L’Iran a également cherché à accroître la pression sur les États-Unis et l’Occident en procédant à des essais de ses lanceurs de satellites, qui pourraient également servir de missiles balistiques à charge nucléaire.
Lewis, qui écrit actuellement un livre sur le programme spatial iranien, affirme depuis longtemps que si certains lanceurs de satellites peuvent être utilisés comme missiles balistiques intercontinentaux, il ne pense pas que ce soit le cas du Simorgh, qui, de par sa conception, ne serait pas bien adapté à cette tâche, contrairement à certains des modèles testés par le Corps des gardiens de la révolution islamique d’Iran.
L’année dernière, le Corps des gardiens de la révolution islamique a réussi à mettre en orbite un petit satellite espion, ce qui en fait l’une des rares armées au monde à pouvoir le faire de manière indépendante. Toutefois, les responsables de la Défense ont estimé que les capacités du satellite n’étaient pas particulièrement inquiétantes.

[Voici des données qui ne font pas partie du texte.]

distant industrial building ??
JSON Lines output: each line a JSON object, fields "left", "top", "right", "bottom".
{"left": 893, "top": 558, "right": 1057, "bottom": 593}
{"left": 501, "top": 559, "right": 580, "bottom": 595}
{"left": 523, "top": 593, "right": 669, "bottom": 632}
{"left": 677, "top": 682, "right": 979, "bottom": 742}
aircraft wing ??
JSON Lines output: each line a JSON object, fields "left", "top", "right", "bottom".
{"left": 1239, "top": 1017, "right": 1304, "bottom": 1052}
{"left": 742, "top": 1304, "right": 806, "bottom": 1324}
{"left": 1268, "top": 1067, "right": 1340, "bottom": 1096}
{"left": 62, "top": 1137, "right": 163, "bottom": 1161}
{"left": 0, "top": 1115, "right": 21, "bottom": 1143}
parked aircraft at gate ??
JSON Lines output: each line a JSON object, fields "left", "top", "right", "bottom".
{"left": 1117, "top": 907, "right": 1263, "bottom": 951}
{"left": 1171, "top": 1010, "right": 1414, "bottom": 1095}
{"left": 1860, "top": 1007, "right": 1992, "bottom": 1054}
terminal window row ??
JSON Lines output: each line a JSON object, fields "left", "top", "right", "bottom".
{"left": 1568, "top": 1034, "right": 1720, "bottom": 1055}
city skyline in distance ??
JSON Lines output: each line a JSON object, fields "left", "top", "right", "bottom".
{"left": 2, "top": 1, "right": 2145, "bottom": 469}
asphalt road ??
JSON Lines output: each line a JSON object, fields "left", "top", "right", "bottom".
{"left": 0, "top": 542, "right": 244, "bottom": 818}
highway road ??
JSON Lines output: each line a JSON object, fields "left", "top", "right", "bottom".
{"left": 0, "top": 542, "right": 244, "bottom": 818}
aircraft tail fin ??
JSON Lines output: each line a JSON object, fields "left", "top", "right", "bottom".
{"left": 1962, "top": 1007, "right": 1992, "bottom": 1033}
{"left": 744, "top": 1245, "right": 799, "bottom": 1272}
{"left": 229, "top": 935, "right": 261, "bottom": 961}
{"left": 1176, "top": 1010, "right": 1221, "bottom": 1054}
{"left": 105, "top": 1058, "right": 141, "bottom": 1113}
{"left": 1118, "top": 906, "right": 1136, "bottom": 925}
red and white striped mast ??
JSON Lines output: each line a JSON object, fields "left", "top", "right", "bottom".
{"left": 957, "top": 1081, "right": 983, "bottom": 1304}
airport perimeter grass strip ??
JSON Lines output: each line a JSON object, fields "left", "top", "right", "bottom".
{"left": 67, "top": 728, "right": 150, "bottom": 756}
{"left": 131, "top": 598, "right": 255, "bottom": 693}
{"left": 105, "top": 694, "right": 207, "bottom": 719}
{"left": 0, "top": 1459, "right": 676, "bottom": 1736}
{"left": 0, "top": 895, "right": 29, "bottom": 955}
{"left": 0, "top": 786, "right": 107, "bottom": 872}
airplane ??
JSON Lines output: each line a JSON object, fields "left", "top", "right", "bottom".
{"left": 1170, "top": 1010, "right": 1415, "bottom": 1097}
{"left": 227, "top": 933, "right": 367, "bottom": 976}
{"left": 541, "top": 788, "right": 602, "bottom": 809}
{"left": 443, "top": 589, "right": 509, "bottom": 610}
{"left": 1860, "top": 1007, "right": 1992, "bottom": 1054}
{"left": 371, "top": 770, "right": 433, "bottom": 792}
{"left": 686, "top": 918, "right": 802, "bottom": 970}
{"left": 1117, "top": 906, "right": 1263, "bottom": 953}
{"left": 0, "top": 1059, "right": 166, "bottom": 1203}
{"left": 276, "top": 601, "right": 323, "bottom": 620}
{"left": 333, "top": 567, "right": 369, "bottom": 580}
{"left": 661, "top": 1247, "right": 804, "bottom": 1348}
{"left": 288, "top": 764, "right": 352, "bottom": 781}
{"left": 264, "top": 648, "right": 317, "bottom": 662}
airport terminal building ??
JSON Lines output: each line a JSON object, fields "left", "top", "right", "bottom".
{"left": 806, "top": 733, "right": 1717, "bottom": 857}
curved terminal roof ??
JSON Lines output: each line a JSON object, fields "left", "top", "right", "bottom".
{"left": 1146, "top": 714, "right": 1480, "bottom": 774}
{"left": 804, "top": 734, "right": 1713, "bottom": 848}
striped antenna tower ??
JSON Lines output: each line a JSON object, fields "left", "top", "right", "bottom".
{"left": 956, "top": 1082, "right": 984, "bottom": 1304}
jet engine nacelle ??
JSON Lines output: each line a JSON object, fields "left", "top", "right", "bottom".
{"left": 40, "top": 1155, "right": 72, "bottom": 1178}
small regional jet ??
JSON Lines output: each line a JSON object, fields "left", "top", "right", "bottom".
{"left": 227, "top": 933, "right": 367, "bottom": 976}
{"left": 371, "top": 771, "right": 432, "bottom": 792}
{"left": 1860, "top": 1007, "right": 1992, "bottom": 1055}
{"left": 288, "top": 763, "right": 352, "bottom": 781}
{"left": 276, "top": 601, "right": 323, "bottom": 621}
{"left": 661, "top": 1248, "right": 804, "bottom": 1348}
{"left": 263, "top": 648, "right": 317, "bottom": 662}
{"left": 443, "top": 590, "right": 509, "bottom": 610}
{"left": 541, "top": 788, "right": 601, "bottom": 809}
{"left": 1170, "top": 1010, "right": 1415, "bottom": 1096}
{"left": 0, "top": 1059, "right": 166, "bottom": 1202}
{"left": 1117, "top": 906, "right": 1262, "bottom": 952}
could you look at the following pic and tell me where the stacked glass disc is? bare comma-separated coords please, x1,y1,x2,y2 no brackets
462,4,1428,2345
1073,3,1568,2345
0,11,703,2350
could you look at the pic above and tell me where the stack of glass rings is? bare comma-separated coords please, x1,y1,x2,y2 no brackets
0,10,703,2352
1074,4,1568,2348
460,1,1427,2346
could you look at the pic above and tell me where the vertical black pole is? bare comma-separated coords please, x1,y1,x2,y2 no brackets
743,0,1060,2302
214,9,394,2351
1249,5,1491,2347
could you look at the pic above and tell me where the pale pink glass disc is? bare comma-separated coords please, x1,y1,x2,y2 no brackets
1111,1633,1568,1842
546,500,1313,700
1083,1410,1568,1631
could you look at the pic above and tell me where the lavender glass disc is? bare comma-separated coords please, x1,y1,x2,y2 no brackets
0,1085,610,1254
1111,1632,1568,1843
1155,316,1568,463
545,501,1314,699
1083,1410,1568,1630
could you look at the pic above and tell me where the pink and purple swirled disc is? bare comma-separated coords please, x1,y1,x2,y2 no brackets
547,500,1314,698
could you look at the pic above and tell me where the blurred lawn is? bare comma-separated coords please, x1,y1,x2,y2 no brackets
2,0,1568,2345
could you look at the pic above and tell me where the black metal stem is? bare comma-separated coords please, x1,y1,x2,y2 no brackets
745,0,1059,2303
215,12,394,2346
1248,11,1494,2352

« Il s’agit d’une webcam en mouvement dans l’espace, peu susceptible de fournir des renseignements », a écrit le chef du commandement spatial américain dans un tweet au moment du lancement.
Au début de l’année, la télévision d’État iranienne a diffusé le lancement de la toute nouvelle fusée porteuse de satellites du pays – pas la Simorgh – qui, selon elle, était capable d’atteindre une altitude de 500 kilomètres.
La fusée, baptisée Zuljanah en référence au cheval de l’imam Hussein, petit-fils du prophète Mahomet, n’a pas lancé de satellite en orbite. Le porte-satellite mesure 25,5 mètres de long et pèse 52 tonnes. Ahmad Hosseini, porte-parole du département de l’espace du ministère de la Défense, qui a supervisé le lancement, a déclaré que le porte-satellite n’avait pas été lancé.